'The Bubble' movie: Too may dimensions?
“THE BUBBLE IN 3-D. FILMED IN SPACE-VISION! IN 4th DIMENSIONAL LIVING COLOR”, so says the cover for the DVD release of this seldom seen 1966 science-fiction morsel, also known as The Fantastic Invasion of Planet Earth and The Zoo, written, produced and directed by Arch Oboler, with special visual effects by Samuel Dockery and George Schlicher.
A husband, with his pregnant wife and their friend, fly in a small aircraft through a storm and land in a nightmare world that resembles the back lot of a movie studio, peopled by humanoids and a gigantic hand. When they later explore their surroundings, they discover they are really trapped in a glass dome … a bubble!
Michael Cole and Deborah Walley play the boring, clueless couple in this cult shocker. After their emergency landing, the wife ends up in a hospital to have her baby, while the pilot of the airplane (Johnny Desmond) visits the local tavern to get drunk.
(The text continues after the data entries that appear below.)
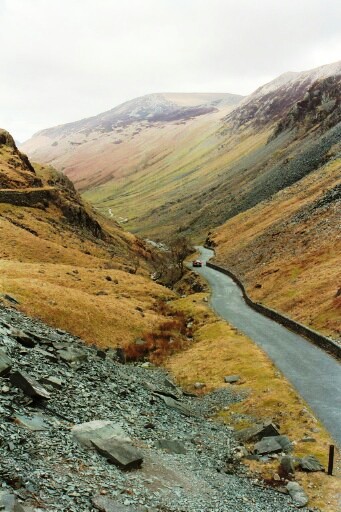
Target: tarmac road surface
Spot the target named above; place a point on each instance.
(315, 374)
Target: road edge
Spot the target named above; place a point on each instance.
(318, 339)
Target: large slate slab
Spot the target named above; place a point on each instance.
(106, 504)
(29, 385)
(97, 431)
(34, 422)
(273, 444)
(268, 445)
(121, 453)
(5, 363)
(257, 432)
(297, 494)
(176, 405)
(171, 446)
(310, 464)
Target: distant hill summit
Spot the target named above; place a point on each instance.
(98, 149)
(63, 262)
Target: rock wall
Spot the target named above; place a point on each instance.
(27, 197)
(323, 342)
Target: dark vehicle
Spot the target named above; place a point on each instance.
(197, 263)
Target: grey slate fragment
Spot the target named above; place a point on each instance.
(232, 379)
(297, 494)
(120, 453)
(29, 385)
(171, 446)
(55, 382)
(9, 503)
(49, 355)
(35, 422)
(257, 432)
(97, 431)
(177, 406)
(72, 355)
(5, 363)
(311, 464)
(23, 338)
(286, 466)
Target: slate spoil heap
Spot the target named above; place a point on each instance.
(80, 431)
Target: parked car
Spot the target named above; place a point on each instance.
(197, 263)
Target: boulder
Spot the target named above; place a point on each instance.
(176, 405)
(267, 445)
(257, 432)
(171, 446)
(34, 422)
(5, 363)
(273, 444)
(28, 385)
(123, 454)
(310, 464)
(97, 431)
(297, 494)
(72, 355)
(199, 385)
(23, 338)
(287, 467)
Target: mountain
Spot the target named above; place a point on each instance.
(63, 262)
(192, 175)
(112, 145)
(267, 162)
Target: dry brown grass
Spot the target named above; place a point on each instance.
(165, 339)
(296, 261)
(69, 280)
(219, 350)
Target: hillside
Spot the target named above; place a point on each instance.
(286, 250)
(117, 143)
(193, 176)
(64, 263)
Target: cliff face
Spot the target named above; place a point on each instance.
(15, 168)
(320, 107)
(64, 263)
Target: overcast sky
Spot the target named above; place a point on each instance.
(63, 60)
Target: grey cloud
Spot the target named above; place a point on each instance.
(69, 59)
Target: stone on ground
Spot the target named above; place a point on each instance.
(123, 454)
(28, 385)
(97, 431)
(297, 494)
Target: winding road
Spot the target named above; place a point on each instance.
(314, 373)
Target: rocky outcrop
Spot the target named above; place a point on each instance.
(321, 105)
(17, 163)
(56, 442)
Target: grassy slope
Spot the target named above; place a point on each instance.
(291, 249)
(62, 274)
(218, 350)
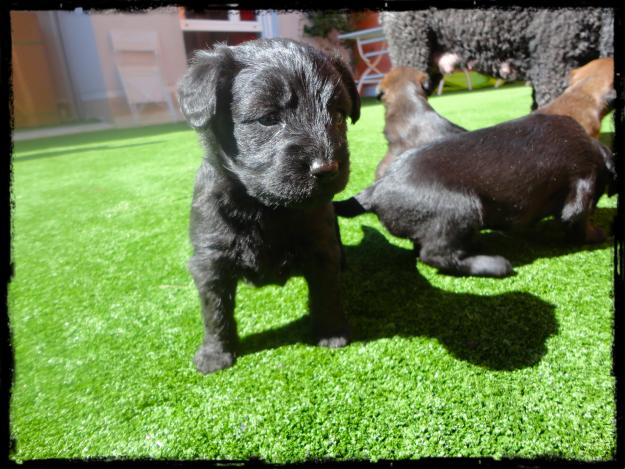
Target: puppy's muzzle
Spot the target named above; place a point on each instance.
(324, 170)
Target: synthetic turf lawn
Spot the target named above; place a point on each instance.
(105, 320)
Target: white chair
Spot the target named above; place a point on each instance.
(372, 75)
(137, 58)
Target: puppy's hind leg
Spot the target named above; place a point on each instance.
(217, 292)
(576, 211)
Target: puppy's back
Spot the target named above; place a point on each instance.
(520, 169)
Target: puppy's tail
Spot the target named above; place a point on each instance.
(353, 206)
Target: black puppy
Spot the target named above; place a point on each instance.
(272, 117)
(409, 120)
(506, 176)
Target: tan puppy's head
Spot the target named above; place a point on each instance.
(596, 79)
(589, 96)
(401, 81)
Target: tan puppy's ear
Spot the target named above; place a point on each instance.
(572, 76)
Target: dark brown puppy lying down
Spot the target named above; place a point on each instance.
(506, 176)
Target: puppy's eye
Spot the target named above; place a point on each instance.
(272, 118)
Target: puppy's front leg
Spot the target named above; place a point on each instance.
(217, 292)
(322, 273)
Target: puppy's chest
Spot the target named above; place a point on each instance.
(269, 251)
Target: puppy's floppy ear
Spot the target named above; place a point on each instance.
(206, 83)
(348, 81)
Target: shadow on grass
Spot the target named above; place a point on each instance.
(385, 296)
(52, 154)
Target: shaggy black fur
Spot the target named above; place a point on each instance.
(541, 45)
(502, 177)
(410, 121)
(272, 117)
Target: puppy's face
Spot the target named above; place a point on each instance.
(403, 81)
(278, 111)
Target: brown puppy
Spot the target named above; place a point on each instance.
(410, 120)
(589, 96)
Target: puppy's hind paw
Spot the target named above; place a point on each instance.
(333, 342)
(488, 266)
(208, 360)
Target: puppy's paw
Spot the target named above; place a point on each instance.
(594, 234)
(208, 360)
(489, 266)
(333, 342)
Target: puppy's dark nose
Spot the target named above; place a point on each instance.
(324, 170)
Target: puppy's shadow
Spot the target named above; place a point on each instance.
(385, 296)
(546, 239)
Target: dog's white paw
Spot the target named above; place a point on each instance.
(489, 266)
(333, 342)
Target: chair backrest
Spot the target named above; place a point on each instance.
(135, 41)
(136, 55)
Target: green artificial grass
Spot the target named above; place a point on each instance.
(105, 320)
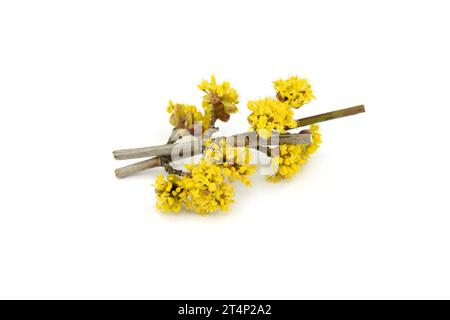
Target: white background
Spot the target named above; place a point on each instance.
(367, 218)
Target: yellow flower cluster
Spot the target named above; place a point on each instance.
(184, 116)
(234, 162)
(202, 190)
(292, 157)
(294, 91)
(220, 100)
(270, 115)
(170, 193)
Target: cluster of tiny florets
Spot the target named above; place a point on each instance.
(185, 116)
(292, 157)
(203, 189)
(234, 161)
(170, 193)
(294, 91)
(270, 115)
(220, 100)
(206, 186)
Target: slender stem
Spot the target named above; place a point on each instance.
(330, 116)
(157, 161)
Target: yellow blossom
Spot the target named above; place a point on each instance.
(184, 116)
(170, 193)
(220, 100)
(207, 189)
(292, 157)
(270, 115)
(294, 91)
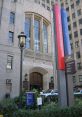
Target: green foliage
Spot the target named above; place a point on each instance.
(7, 107)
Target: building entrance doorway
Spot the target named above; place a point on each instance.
(36, 81)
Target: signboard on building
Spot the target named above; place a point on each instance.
(70, 67)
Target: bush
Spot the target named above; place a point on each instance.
(52, 112)
(7, 107)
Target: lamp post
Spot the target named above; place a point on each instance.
(22, 42)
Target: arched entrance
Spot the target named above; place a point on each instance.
(36, 81)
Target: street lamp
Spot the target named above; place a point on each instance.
(22, 42)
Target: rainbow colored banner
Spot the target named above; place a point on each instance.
(67, 47)
(59, 37)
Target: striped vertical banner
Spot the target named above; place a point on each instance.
(67, 47)
(59, 37)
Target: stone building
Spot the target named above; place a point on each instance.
(34, 18)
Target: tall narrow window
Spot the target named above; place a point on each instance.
(28, 31)
(9, 62)
(37, 35)
(12, 17)
(11, 37)
(45, 38)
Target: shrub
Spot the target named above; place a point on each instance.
(7, 107)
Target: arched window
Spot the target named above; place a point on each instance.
(37, 35)
(28, 31)
(45, 38)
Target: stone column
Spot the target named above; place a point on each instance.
(32, 33)
(41, 35)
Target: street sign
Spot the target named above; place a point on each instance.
(70, 67)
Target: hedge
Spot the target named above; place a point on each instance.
(9, 109)
(52, 112)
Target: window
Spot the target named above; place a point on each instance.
(75, 34)
(43, 4)
(70, 36)
(47, 1)
(48, 8)
(68, 19)
(13, 0)
(45, 38)
(74, 24)
(78, 55)
(79, 66)
(28, 31)
(12, 18)
(79, 12)
(80, 21)
(80, 78)
(80, 31)
(71, 46)
(74, 79)
(62, 4)
(9, 62)
(67, 9)
(11, 37)
(77, 44)
(77, 2)
(37, 35)
(72, 6)
(69, 27)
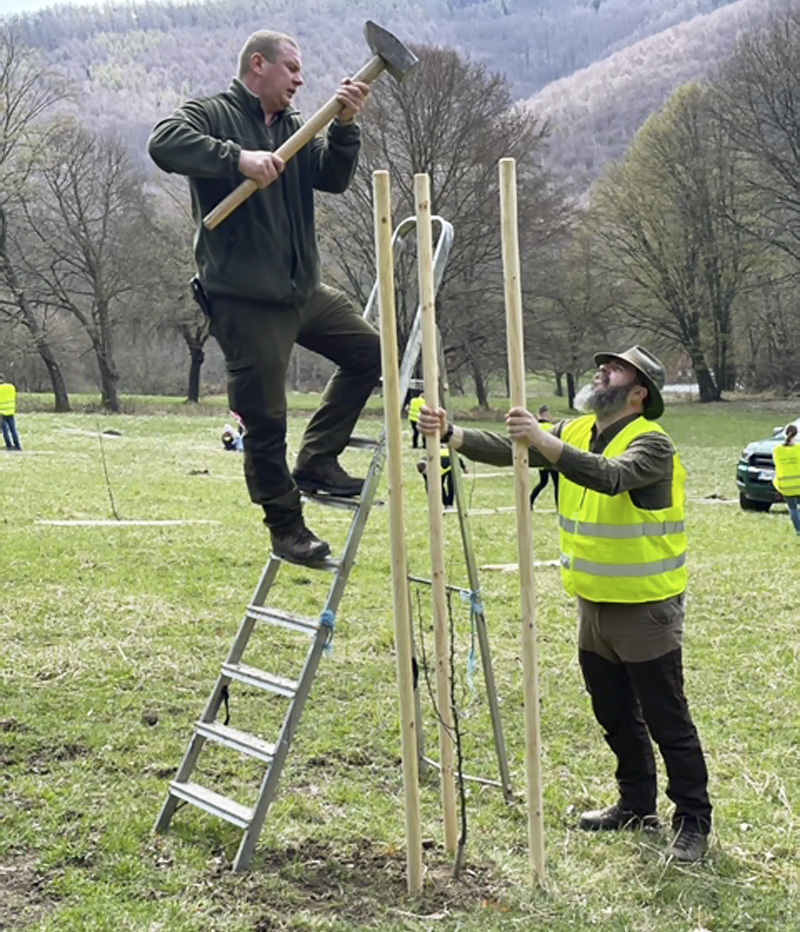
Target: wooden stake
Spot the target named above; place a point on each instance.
(394, 440)
(530, 658)
(441, 621)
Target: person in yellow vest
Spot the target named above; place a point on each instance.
(623, 553)
(787, 473)
(8, 411)
(543, 417)
(446, 470)
(414, 407)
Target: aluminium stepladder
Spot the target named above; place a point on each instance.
(320, 631)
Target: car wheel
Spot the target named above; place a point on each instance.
(750, 504)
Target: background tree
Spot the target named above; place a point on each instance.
(452, 119)
(670, 217)
(757, 101)
(27, 92)
(571, 317)
(88, 218)
(173, 232)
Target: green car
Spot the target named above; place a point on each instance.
(756, 470)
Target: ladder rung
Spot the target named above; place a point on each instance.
(212, 802)
(427, 582)
(363, 443)
(349, 503)
(274, 616)
(253, 677)
(240, 741)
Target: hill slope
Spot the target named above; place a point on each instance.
(596, 112)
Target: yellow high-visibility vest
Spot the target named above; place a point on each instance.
(414, 407)
(612, 550)
(787, 469)
(8, 399)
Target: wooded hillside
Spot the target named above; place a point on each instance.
(596, 112)
(133, 62)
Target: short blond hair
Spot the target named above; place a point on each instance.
(264, 42)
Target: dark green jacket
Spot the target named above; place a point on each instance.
(267, 248)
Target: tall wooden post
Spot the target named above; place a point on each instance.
(394, 442)
(530, 659)
(441, 622)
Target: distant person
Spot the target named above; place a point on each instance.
(258, 274)
(232, 440)
(414, 407)
(8, 411)
(446, 472)
(546, 422)
(787, 473)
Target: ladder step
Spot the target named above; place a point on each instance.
(212, 802)
(253, 677)
(240, 741)
(274, 616)
(349, 503)
(428, 582)
(363, 443)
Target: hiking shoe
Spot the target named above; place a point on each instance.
(688, 845)
(617, 817)
(296, 544)
(326, 476)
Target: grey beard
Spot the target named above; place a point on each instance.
(602, 401)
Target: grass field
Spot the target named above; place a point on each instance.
(113, 636)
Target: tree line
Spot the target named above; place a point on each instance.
(690, 243)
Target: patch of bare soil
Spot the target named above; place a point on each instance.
(360, 885)
(23, 900)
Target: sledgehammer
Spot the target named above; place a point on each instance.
(389, 54)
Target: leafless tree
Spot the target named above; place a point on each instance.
(88, 217)
(28, 90)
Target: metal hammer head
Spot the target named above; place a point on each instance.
(397, 58)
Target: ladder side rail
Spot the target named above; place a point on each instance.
(444, 244)
(269, 784)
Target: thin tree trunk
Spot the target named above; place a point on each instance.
(197, 358)
(480, 385)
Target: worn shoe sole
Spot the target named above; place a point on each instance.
(648, 823)
(312, 486)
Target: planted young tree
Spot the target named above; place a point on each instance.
(88, 219)
(454, 120)
(27, 91)
(670, 218)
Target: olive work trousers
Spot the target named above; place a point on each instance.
(257, 339)
(631, 660)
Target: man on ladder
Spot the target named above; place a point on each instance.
(259, 283)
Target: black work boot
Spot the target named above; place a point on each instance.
(296, 544)
(326, 475)
(617, 817)
(689, 844)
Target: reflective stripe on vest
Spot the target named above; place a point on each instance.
(8, 399)
(414, 407)
(612, 550)
(622, 531)
(787, 469)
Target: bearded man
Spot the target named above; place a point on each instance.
(623, 550)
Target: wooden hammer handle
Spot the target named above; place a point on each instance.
(369, 73)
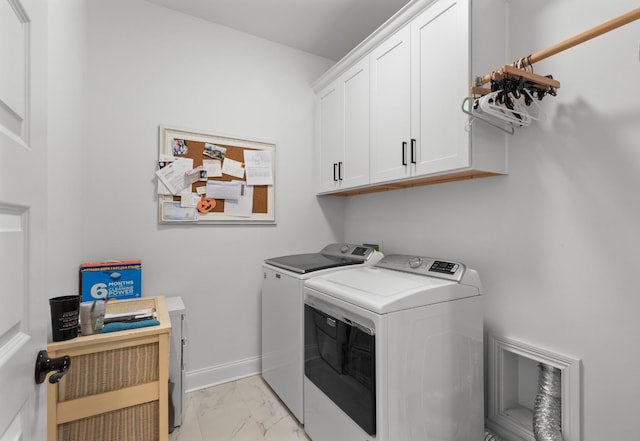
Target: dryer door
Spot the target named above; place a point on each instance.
(340, 361)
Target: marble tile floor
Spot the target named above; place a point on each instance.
(241, 410)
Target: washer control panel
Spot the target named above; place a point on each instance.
(425, 266)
All this may seem normal for the first few seconds of the story, until we see that all the townspeople act like robots, repeating the same gestures and words over and over, as if they all had a severe case of obsessive-compulsive disorder.
The fact that there is something terribly wrong occurs immediately to the audience, but for the characters it takes days. The couple and their friend notice something is strange, but they just go about their business without giving it a second thought. They try to engage the townsfolk and the hospital nursing staff in conversation, but there is never any reply, so they simply help themselves to food and lodging without any kind of monetary or verbal exchange.
After about a week of this, the trio get a sense that they just might be in another world. Their investigation leads them to discover that they are surrounded by a thick glass wall. At first they discuss staying in their strange surroundings, raise the baby and live their lives with the plentiful resources in the town. But then they discover the darker side of this strange world.
That's when a gigantic hand reaches in from above and plucks one unfortunate soul by the neck and then disappears back into the sky. It is as if the world is contained in one big glass jar with a lid, and a Supreme Being is watching them at all times. This is the “Keeper”.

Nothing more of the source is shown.